REPUBLIKA.CO.ID,JAKARTA--Pemerintah mengakui penerbitan obligasi infrastruktur sebagai langkah mengendalikan derasnya hot money belum bisa dilakukan dalam waktu dekat.
"Obligasi infrastruktur itu, kita belum matang. Belum ada keputusan untuk menerapkannya (dalam waktu dekat)," ujar Menko Perekonomian Hatta Rajasa, saat diskusi dengan wartawan, Jumat (19/11).

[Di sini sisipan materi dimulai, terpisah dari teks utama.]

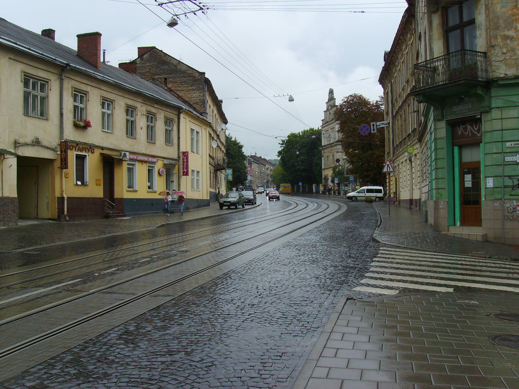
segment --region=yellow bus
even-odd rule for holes
[[[292,193],[292,184],[282,184],[279,186],[279,192],[280,193],[286,193],[290,195]]]

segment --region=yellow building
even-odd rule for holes
[[[208,120],[102,62],[101,37],[78,35],[76,52],[0,19],[0,225],[161,212],[160,191],[186,188],[179,129]]]

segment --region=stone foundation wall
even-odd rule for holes
[[[0,197],[0,226],[18,225],[18,199]]]

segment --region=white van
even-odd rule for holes
[[[357,201],[359,199],[362,200],[365,197],[371,197],[375,201],[380,201],[384,198],[384,189],[381,186],[363,186],[346,195],[346,198],[352,201]]]

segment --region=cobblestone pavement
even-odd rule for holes
[[[383,243],[501,258],[516,248],[441,235],[416,211],[394,207],[388,218],[387,203],[347,204],[328,224],[0,386],[519,388],[516,350],[490,341],[519,343],[519,322],[491,315],[517,316],[517,293],[353,290]]]
[[[2,384],[290,388],[334,307],[378,251],[371,238],[377,217],[366,210],[344,213]],[[354,227],[358,235],[346,233]]]

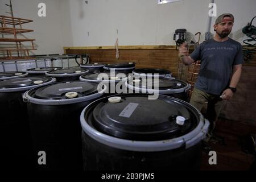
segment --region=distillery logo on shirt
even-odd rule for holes
[[[212,50],[233,51],[234,48],[233,47],[213,47],[210,48],[206,48],[204,49],[204,51],[212,51]]]

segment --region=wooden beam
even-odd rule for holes
[[[64,50],[99,50],[115,49],[115,46],[89,46],[89,47],[64,47]],[[193,47],[191,46],[191,48]],[[156,46],[119,46],[118,49],[162,49],[175,50],[175,46],[156,45]]]

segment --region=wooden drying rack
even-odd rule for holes
[[[34,30],[24,29],[22,28],[22,24],[32,22],[33,20],[12,16],[0,15],[0,33],[2,36],[0,38],[0,42],[13,42],[15,43],[15,48],[0,48],[0,51],[3,53],[3,57],[0,57],[0,60],[9,60],[13,59],[26,59],[29,57],[29,51],[31,50],[36,50],[35,48],[34,41],[35,39],[27,38],[18,38],[17,35],[20,34],[32,32]],[[8,27],[10,26],[10,27]],[[18,27],[16,27],[18,26]],[[5,34],[11,34],[14,37],[5,38]],[[31,48],[27,48],[22,44],[22,42],[30,42]],[[14,56],[14,53],[18,56]],[[6,56],[7,55],[7,56]]]

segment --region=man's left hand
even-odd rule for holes
[[[232,90],[229,89],[227,89],[223,92],[222,96],[222,98],[223,100],[229,100],[233,97]]]

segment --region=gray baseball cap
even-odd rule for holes
[[[229,16],[230,18],[225,19],[225,20],[223,20],[225,16]],[[216,20],[215,21],[215,24],[218,24],[220,23],[223,22],[228,22],[228,21],[232,21],[233,23],[234,23],[234,16],[230,13],[224,13],[222,14],[221,15],[218,16],[218,18],[217,18]]]

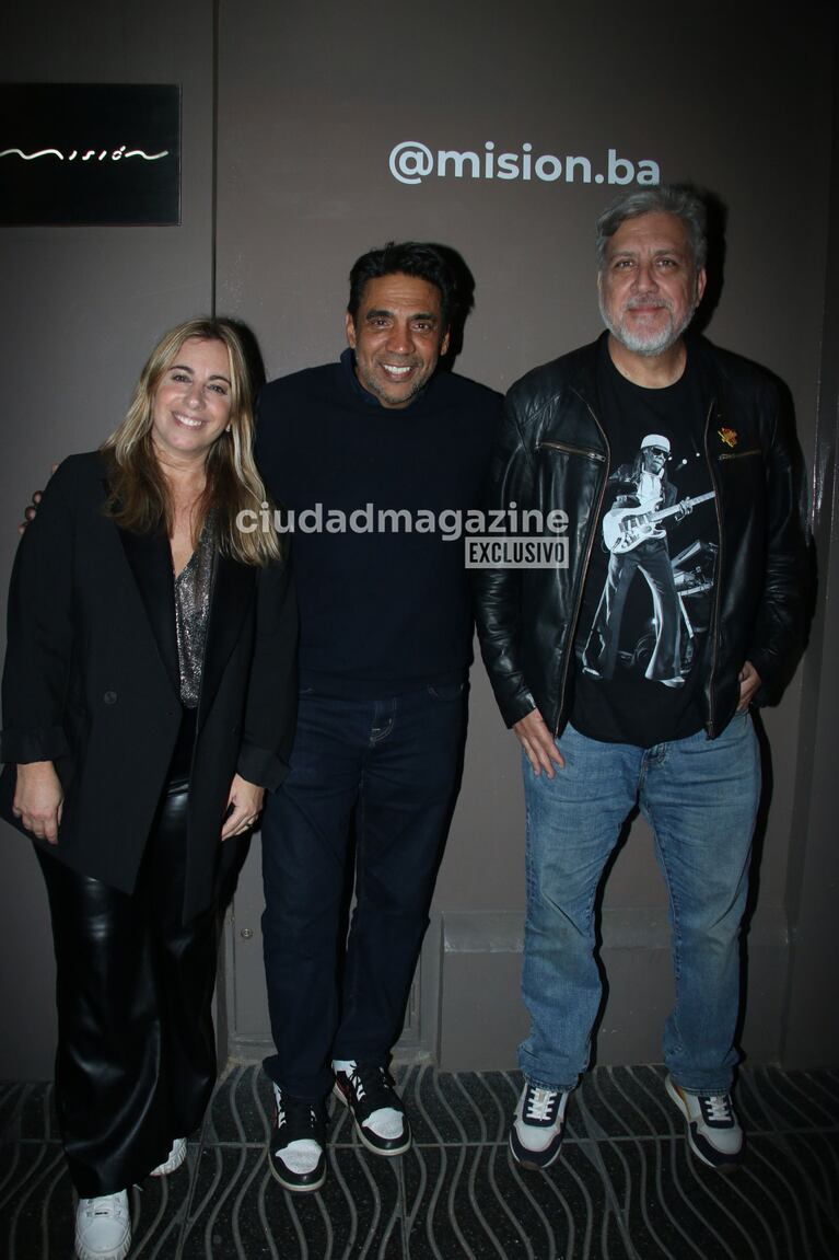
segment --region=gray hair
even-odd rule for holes
[[[708,257],[705,204],[689,184],[656,184],[636,193],[625,193],[603,210],[597,219],[597,270],[606,266],[608,241],[615,236],[621,223],[636,219],[641,214],[674,214],[685,226],[690,253],[697,271],[700,271]]]

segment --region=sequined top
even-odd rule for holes
[[[184,708],[197,708],[204,668],[207,621],[213,588],[215,529],[208,517],[198,547],[175,578],[175,633],[180,699]]]

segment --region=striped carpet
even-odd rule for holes
[[[320,1193],[291,1196],[265,1158],[270,1090],[220,1081],[188,1163],[132,1191],[144,1260],[839,1260],[839,1072],[741,1072],[743,1164],[697,1163],[660,1067],[600,1067],[576,1091],[561,1159],[506,1148],[518,1072],[397,1072],[414,1145],[369,1154],[331,1102]],[[0,1257],[69,1260],[73,1192],[49,1085],[0,1086]]]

Menurut Hatta, obligasi ini hanya merupakan salah satu opsi sebagai langkah untuk mengatur laju capital inflow. Karena arus modal itu tidak perlu dibatasi namun bagaimana mengalirkannya ke instrumen jangka menengah dan panjang.
"Yang penting adalah bagaimana ada instrumen jangka menengah dan panjang. Tidak hanya ke Sertifikat Bank Indonesia (SBI) dan Surat Utang Negara (SUN) saja. Namun bisa menerbitkan obligasi infrastruktur ini tapi harus dipikirkan matang-matang," jelasnya.
Mantan mensesneg itu mengakui kebijakaan quantitative easing yang dikeluarkan oleh Amerika serikat sebesar 600 miliar dolar memang akan membuat aliran modal masuk ke negara-negara emerging market termasuk Indonesia. Hal ini membuat rupiah semakin menguat.
Namun, menurutnya penguatan itu tidak perlu dikhawatirkan akan berdampak kepada ekspor Indonesia. Pasalnya negara-negara lain juga mengalami penguatan yang sama. "Jadi negara kompetitor kita juga mengalami penguatan, yang bermasalah kalau hanya kita saja yang mengalami penguatan," ujarnya.
Lagipula, kata Hatta, aliran modal itu merupakan suatu peluang yang cukup besar bagi Indonesia sebagai penguatan basis modal. Pemerintah pun yakin aliran modal masuk tersebut tidak akan mengalami pembalikan yang cepat (sudden revearsal). Mengingat ekonomi Indonesia yang cukup bagus dan investor melihatnya sebagai suatu pilihan.